Proposed 66-foot building in downtown Los Altos is dealt a setback

The proposed development for 40 Main St. in Los Altos. Illustration by William Maston Architect & Associates.

Daily Post Staff Writer

A long-contested development panned by Los Altos residents as “horrendous” and an “atrocity” hit another speed bump last night, with City Council rejecting an appeal from property owners Ted and Jerry Sorensen.

The Sorensens are proposing a 66-foot building at 40 Main St. that would feature first-floor office space, four stories of apartments and two levels of underground parking.

Last night’s (April 9) hearing did not address the project itself, but rather the Sorensens’ pursuit of a “streamlined” permit under Senate Bill 35, a 2017 law that aims to encourage housing development by fast-tracking the permitting process for multifamily housing developers who meet certain objective requirements.

But the Sorensens’ development doesn’t meet those requirements.

SB35 grants developers a 35% density increase, but the Sorensens’ project proposes an 87.5% density bonus. The project would normally be entitled to include seven apartments, but it’s currently proposed to include 15.

Not enough parking

Plus, their application was incomplete, city officials said, and the project doesn’t include the appropriate number of parking spaces for residents and guests.

City leaders said the project doesn’t comply with downtown design guidelines: the building is designed at too large of a scale and needs to broken down into smaller visual components.

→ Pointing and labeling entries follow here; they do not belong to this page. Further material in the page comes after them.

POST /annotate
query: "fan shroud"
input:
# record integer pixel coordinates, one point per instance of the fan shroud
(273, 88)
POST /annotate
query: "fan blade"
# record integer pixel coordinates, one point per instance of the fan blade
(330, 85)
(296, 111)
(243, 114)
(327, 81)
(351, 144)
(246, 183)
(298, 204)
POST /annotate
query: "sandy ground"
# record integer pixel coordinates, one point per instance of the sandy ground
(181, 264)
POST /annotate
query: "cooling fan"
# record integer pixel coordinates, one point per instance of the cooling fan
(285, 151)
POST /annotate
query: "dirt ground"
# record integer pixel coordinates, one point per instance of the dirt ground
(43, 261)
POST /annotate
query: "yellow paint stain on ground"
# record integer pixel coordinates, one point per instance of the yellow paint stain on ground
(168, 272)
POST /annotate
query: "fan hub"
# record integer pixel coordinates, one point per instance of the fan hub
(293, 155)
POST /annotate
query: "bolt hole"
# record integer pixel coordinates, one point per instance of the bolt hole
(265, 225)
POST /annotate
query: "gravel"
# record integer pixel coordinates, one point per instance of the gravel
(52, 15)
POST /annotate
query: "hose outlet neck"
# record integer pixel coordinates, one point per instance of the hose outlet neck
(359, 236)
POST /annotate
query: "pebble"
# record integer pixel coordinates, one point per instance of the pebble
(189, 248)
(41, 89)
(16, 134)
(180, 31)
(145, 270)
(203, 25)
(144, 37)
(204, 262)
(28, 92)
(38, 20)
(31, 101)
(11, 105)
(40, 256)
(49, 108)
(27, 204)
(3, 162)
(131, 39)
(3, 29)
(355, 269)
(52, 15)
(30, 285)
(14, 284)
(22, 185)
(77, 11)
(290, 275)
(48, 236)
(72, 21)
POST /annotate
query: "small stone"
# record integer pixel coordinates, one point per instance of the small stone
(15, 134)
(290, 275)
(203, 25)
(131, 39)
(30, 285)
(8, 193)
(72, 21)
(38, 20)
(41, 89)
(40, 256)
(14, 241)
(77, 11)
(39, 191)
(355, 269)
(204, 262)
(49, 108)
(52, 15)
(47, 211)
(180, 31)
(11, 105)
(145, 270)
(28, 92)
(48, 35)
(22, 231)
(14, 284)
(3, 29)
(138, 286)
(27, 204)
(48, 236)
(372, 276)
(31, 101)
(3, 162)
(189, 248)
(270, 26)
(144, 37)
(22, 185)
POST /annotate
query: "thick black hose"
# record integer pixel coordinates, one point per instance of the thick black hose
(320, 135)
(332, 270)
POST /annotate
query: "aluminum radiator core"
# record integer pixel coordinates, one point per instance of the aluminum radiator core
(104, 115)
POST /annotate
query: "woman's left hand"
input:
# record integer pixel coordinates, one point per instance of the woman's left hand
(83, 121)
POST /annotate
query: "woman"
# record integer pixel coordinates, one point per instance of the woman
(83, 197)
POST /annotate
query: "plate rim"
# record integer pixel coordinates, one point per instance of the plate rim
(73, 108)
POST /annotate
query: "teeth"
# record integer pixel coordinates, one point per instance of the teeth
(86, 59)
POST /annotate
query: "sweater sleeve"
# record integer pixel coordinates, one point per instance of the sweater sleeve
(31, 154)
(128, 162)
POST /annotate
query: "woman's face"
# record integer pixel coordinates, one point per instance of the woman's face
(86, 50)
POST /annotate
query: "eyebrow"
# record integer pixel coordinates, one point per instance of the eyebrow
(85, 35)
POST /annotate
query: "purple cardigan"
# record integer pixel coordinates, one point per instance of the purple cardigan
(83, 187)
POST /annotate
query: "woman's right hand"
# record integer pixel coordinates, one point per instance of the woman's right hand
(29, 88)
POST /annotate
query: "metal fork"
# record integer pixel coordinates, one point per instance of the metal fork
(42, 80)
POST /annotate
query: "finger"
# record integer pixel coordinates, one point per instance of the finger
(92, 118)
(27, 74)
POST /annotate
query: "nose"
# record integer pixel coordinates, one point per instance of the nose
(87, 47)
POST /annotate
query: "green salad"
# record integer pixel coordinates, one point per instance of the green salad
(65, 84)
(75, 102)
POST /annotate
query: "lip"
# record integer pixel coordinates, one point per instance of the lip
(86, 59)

The project also exceeds the office-to-residential ratio required by SB35. The law requires that the building is at least two-thirds residential. Currently 54% of the 42,276-square-foot building’s square footage is proposed to be residential.

The Sorensens’ attorney, Daniel Golub of the law firm Holland and Knight, said that the building would meet the two-thirds ratio if the residential parking garage were included.

The state Department of Housing and Community Development agreed with that interpretation, Golub said, citing a letter he received from that department.


Several residents disparaged the development at last night’s meeting.

“I would hope that they would consider the ruin, really, that their horrendous building would wreak on our downtown landscape,” Sunkist Lane resident Maria Bautista said.

The Sorensens’ development and the recent proposal for Bullis Charter School to take over the campus of Egan Junior High herald the “eve of destruction in Los Altos,” Bautista said.

Friends of Los Altos President Jon Baer called the project an “atrocity” and quoted an unnamed FOLA member asking “WTF is wrong with these people? Tell them to go to another city.”

The Sorensens first wrote a project plan for the development in 2007. It was previously proposed as a three-story office building with about 20 parking spaces in the basement, and included other proposals for one- and two-story alternatives.

In January 2018, a Santa Clara County Superior Court judge ordered the Sorensens to pay almost $2.7 million back to investors for negligently misrepresenting the project to investors.

The Sorensens told investors that the building could make between $8.9 million and $9.4 million and overstated how large the city would permit the building to be.

Former Mayor Ron Packard, who owns the building next door at 4 Main St. and has opposed the project for 12 years, said last night’s vote was a “policy decision that should not be made by the Sorensens’ self-serving interests.”


  1. The South Bay needs to wake up to the fact that’s its not a suburban place anymore but part of a growing urban environment and cannot avoid the transition to high density living, And it cannot happen fast enough…

  2. The only reason City staff didn’t permit this project (yet) is owing to public scrutiny, including by this newspaper and reporter. After all, as recently as a month ago staff approved projects that brazenly violate the City’s own regulations. Guess how they covered their own asses? By imposing the following condition on the property owner:
    “Indemnity and Hold Harmless: The applicant/owner agrees to indemnify, defend, protect, and hold the City harmless from all costs and expenses, including attorney’s fees, incurred by the City or held to be the liability of the City in connection with the City’s defense of its actions in any proceedings brought in any State or Federal Court, challenging any of the City’s action with respect to the applicant’s project.”
    Tell me, which City issues permits and then requires the property owner to indemnify the City?!! Only here, only in Los Altos!

    The PA Daily Post, Ms Levitsky, and Los Altos residents may want to inquire or do a look up into the permits and variances issued 1251 Peterson Ct, the conditions tied to the permit, similar projects approved by the City under the most unusual and extraordinary circumstances.

  3. Good for you Los Altos to reject this proposal. Other south bay cities councils should follow this case to protect the residents from traffic issues, problems caused by high density, living stanrdard and environment.

  4. First 66 ft building in downtown. City lost on a technicality but it counts. Most likely a legal action will be brought against city. Applicant will recover attorney fees …Residents money at work… This council deserves more SB35’s projects and to be stripped out of housing element certification. Most of them are radical socialists.